NECROPOLIS (1970)
Article 4952 by Dave Sindelar
Date: 10-9-2015
Directed by Franco Brocani
Featuring Nicoletta Machiavelli, Tina Aumont, Pierre Clementi
Country: Italy / UK
What it is: Art film
Famous, non-famous and fictional people talk or do not talk, as the case may be.
There’s a scene in this movie which more or less consists of what feels like a fifteen-minute monologue from a woman complaining about her husband. This is the type of scene that would be the worst scene in any number of movies; here it’s the best scene. It’s not because the scene is particularly good, mind you. It’s because it’s one of the only scenes in the movie that feels focused enough to hold my attention for at least a third of its length. It’s certainly better than the scene where the Frankenstein monster (a guy with some face make-up on) wanders around in an environment filled with what looks like red-shower curtains for about ten minutes, or when the same character gives a five-minute monologue one syllable at a time while wandering back and forth across a room, or the scene where Attila the Hun strips naked, is dressed by his helpers, and then rides around on a horse while reciting a monologue (just to name a few examples).

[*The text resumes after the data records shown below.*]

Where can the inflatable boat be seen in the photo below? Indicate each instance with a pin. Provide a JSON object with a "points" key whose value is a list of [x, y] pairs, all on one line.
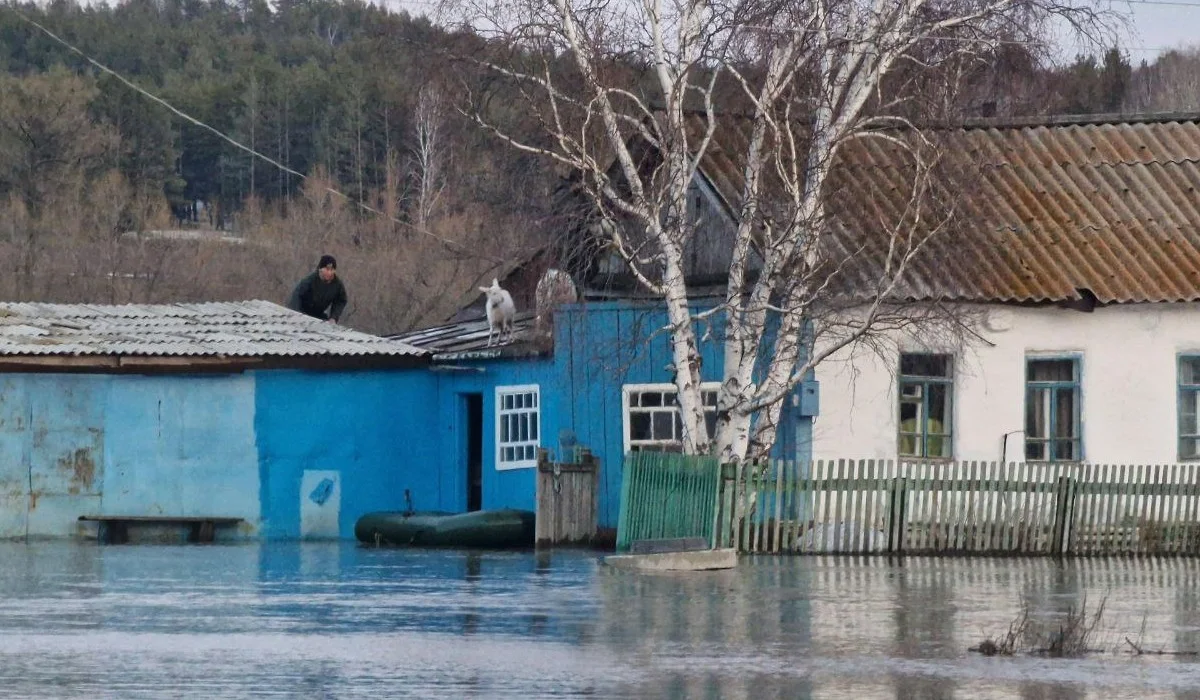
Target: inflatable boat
{"points": [[505, 528]]}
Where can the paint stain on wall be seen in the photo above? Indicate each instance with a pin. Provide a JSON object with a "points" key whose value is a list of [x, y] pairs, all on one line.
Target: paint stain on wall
{"points": [[79, 467]]}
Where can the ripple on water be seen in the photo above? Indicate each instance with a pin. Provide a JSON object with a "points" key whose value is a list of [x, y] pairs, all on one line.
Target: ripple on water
{"points": [[342, 621]]}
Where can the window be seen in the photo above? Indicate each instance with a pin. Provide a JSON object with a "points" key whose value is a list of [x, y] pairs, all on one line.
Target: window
{"points": [[652, 417], [927, 388], [1053, 410], [1189, 401], [516, 426]]}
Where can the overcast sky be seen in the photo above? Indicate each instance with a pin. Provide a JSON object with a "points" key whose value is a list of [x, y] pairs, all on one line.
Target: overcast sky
{"points": [[1153, 25], [1161, 27]]}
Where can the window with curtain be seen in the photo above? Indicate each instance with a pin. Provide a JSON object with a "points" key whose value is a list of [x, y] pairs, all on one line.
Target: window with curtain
{"points": [[1189, 402], [1053, 410], [927, 389]]}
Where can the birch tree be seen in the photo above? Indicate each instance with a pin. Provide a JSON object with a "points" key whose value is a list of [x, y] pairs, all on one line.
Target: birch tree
{"points": [[429, 154], [805, 79]]}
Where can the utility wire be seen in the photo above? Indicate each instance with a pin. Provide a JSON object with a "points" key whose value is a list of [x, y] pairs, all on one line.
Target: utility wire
{"points": [[456, 246]]}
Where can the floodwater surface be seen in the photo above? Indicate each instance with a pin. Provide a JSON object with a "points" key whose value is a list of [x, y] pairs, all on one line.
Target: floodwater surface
{"points": [[343, 621]]}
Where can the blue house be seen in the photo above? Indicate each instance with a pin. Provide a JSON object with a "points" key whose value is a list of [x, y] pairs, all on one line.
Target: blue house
{"points": [[601, 381], [245, 411], [297, 428]]}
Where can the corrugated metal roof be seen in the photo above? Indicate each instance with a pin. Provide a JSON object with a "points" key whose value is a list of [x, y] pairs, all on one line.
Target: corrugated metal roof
{"points": [[1042, 211], [222, 329], [468, 337]]}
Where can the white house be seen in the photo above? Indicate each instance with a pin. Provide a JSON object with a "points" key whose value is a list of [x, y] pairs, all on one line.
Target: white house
{"points": [[1079, 246]]}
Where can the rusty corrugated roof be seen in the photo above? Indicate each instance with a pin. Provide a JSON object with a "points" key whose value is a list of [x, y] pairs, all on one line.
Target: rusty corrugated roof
{"points": [[1042, 211], [217, 329]]}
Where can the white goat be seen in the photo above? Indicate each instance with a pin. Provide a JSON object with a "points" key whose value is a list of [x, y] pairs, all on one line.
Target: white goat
{"points": [[501, 311]]}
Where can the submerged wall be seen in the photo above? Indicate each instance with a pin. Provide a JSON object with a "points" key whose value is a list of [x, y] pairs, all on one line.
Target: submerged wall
{"points": [[333, 446], [76, 444]]}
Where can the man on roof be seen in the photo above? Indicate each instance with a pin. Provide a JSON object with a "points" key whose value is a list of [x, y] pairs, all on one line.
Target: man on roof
{"points": [[321, 293]]}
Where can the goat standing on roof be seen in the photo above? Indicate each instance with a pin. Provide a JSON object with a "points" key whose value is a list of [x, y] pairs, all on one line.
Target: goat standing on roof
{"points": [[501, 311]]}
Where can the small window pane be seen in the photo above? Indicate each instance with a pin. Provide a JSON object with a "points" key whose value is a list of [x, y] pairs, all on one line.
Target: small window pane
{"points": [[1189, 402], [1065, 413], [663, 424], [640, 426], [939, 410], [1037, 410], [1051, 370], [925, 365], [1189, 371]]}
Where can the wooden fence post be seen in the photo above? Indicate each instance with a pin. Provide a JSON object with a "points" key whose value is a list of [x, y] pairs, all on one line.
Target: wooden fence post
{"points": [[1065, 504], [898, 515], [567, 500]]}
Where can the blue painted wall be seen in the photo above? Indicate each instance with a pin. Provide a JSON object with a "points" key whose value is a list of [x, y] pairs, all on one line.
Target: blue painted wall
{"points": [[599, 348], [304, 454], [75, 444], [373, 429]]}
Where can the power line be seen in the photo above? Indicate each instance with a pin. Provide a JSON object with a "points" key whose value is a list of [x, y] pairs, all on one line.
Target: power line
{"points": [[232, 141]]}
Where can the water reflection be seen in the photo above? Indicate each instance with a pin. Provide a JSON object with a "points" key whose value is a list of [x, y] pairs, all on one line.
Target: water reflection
{"points": [[341, 621]]}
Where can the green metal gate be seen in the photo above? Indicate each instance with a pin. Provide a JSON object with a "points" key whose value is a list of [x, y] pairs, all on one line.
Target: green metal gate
{"points": [[666, 495]]}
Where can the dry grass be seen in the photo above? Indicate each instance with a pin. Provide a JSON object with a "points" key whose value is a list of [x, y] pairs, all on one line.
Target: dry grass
{"points": [[1069, 636], [93, 245]]}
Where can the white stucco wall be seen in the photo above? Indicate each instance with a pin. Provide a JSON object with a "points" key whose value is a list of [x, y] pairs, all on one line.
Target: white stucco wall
{"points": [[1128, 384]]}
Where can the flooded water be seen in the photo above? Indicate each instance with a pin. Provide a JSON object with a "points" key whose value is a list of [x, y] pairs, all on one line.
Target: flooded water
{"points": [[341, 621]]}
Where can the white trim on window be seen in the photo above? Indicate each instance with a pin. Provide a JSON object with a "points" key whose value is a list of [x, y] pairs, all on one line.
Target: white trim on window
{"points": [[660, 405], [517, 426]]}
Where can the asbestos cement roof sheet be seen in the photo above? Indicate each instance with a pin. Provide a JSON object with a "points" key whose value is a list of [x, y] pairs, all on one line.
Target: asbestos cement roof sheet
{"points": [[216, 329], [1026, 211], [468, 336]]}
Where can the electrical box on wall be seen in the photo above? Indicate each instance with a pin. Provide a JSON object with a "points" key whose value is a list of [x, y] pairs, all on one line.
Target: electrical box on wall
{"points": [[808, 399]]}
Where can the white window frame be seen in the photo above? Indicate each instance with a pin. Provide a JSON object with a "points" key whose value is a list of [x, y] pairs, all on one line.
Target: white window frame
{"points": [[630, 389], [528, 446]]}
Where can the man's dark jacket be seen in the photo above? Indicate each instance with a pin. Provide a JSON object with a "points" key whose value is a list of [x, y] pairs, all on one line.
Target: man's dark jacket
{"points": [[313, 295]]}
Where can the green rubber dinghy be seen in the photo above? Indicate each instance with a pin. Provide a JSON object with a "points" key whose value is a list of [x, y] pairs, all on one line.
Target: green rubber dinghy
{"points": [[505, 528]]}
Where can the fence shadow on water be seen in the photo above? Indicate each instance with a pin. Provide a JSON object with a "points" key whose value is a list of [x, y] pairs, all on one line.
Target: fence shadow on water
{"points": [[887, 507]]}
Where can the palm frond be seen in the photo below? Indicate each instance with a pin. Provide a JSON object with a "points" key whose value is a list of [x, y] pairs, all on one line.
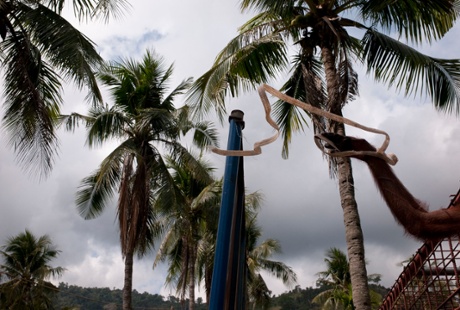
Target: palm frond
{"points": [[96, 190], [247, 61], [106, 123], [404, 67], [32, 103], [65, 47], [415, 19]]}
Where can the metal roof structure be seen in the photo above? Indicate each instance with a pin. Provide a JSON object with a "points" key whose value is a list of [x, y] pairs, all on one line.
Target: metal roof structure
{"points": [[431, 280]]}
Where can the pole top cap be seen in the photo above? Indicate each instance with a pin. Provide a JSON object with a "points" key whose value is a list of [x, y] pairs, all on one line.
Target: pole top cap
{"points": [[237, 116]]}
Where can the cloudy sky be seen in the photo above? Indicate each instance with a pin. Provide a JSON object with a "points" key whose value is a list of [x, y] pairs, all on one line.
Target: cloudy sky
{"points": [[301, 206]]}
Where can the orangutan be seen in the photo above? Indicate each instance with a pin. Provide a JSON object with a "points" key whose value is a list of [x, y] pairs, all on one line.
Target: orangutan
{"points": [[408, 211]]}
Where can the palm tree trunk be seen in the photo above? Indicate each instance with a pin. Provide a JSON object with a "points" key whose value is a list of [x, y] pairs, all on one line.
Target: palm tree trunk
{"points": [[192, 276], [128, 285], [353, 232]]}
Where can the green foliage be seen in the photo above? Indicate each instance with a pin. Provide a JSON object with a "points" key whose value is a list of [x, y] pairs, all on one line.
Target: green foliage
{"points": [[25, 271], [39, 50], [81, 298], [302, 299]]}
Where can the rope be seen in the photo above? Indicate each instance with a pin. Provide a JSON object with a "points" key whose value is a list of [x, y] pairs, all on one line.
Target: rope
{"points": [[263, 89]]}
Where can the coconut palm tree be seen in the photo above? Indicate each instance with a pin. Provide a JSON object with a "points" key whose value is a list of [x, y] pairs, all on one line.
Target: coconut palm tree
{"points": [[258, 259], [257, 256], [25, 270], [186, 209], [39, 50], [336, 278], [143, 118], [322, 73]]}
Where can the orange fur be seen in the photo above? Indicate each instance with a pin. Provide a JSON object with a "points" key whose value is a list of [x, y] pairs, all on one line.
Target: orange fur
{"points": [[408, 211]]}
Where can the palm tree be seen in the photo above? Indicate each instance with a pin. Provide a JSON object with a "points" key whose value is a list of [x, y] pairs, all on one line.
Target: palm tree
{"points": [[186, 208], [39, 50], [258, 259], [146, 122], [25, 272], [322, 73], [257, 256], [337, 279]]}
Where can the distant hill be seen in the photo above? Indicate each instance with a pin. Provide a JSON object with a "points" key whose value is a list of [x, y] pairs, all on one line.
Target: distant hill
{"points": [[72, 297], [300, 299]]}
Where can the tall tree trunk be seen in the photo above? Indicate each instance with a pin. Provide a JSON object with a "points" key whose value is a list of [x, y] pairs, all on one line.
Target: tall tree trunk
{"points": [[192, 262], [353, 232], [128, 285]]}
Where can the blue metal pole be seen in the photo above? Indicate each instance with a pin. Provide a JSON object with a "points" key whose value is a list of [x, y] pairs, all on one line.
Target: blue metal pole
{"points": [[221, 256]]}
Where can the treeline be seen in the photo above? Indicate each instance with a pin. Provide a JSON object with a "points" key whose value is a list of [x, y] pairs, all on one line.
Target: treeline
{"points": [[301, 299], [72, 297]]}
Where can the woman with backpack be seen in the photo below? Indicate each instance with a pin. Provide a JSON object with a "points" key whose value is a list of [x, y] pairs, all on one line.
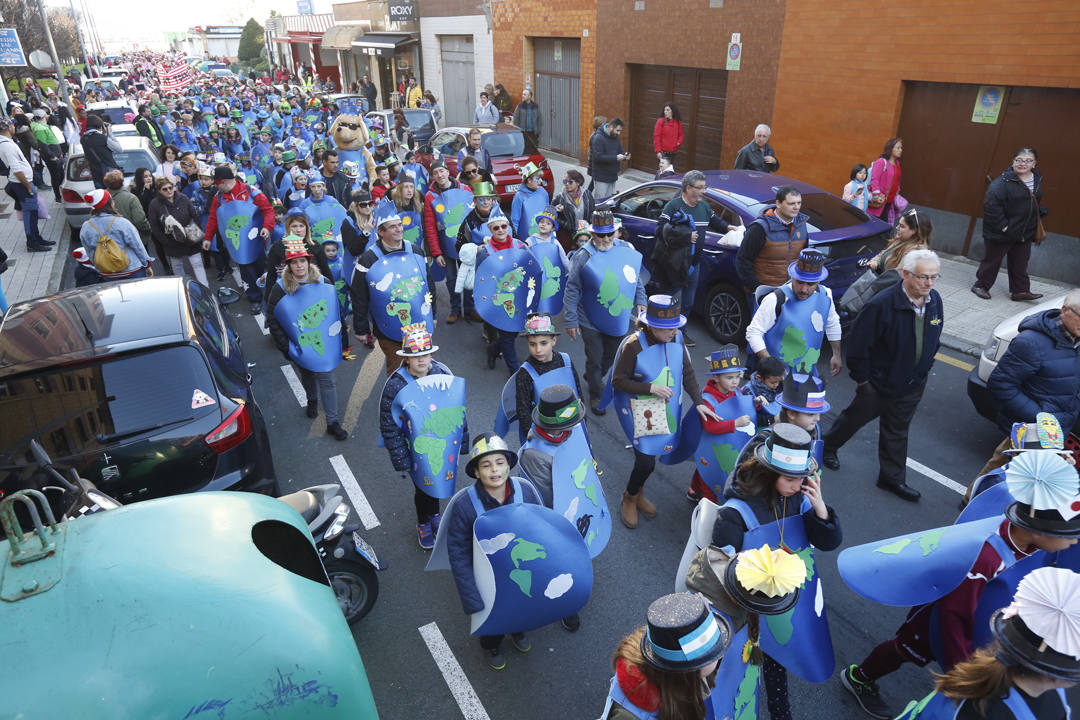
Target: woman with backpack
{"points": [[111, 241]]}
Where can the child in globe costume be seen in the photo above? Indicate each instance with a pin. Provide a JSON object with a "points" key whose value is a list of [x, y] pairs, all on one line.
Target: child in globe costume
{"points": [[429, 420], [516, 564]]}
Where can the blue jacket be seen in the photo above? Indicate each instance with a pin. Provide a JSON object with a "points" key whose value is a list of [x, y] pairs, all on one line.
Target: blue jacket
{"points": [[881, 345], [1040, 372]]}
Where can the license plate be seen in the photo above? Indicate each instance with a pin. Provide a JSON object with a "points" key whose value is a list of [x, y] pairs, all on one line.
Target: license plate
{"points": [[364, 548]]}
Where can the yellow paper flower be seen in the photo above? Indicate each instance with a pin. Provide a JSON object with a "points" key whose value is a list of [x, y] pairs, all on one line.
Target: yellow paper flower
{"points": [[771, 572]]}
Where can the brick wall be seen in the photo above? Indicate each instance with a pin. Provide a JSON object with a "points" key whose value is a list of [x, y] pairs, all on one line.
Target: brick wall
{"points": [[515, 21], [690, 34], [844, 63]]}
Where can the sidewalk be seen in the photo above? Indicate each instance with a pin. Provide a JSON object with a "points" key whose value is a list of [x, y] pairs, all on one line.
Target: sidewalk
{"points": [[969, 321]]}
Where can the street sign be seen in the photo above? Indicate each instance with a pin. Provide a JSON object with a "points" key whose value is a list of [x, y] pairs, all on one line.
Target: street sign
{"points": [[11, 49], [988, 105]]}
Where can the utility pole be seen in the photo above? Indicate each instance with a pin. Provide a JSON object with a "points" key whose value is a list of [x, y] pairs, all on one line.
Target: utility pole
{"points": [[52, 49]]}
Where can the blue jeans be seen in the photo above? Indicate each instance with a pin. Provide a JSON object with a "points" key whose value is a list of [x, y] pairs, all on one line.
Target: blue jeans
{"points": [[28, 204]]}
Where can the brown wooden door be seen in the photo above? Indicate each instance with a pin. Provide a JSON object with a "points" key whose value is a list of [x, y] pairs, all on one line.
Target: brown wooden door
{"points": [[700, 97]]}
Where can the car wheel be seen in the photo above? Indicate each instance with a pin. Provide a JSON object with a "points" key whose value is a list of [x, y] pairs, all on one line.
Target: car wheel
{"points": [[727, 313]]}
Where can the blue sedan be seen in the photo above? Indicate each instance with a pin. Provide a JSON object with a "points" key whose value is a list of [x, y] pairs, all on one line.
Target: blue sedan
{"points": [[845, 233]]}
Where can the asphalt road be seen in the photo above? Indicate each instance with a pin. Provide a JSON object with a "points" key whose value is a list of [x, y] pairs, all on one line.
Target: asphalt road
{"points": [[566, 675]]}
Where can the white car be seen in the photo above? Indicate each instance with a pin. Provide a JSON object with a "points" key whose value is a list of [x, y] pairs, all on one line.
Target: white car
{"points": [[995, 349], [135, 153]]}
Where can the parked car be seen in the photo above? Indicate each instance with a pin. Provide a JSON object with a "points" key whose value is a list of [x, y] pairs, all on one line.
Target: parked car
{"points": [[838, 229], [985, 404], [508, 145], [421, 124], [77, 180], [139, 385]]}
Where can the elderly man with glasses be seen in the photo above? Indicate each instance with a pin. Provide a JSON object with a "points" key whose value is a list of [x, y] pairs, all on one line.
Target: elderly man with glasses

What it’s all about escapes me; the closest I can get to an explanation is from the plot description on IMDB that it’s a “statement about life”, and this is so vague as to be of no help at all. Any one of these scenes might be effective if they ran no more than a minute or two, but the most maddening thing about this movie is that almost every scene runs at least three times longer than it should. This may rank as one of the most tedious art films I’ve seen to date.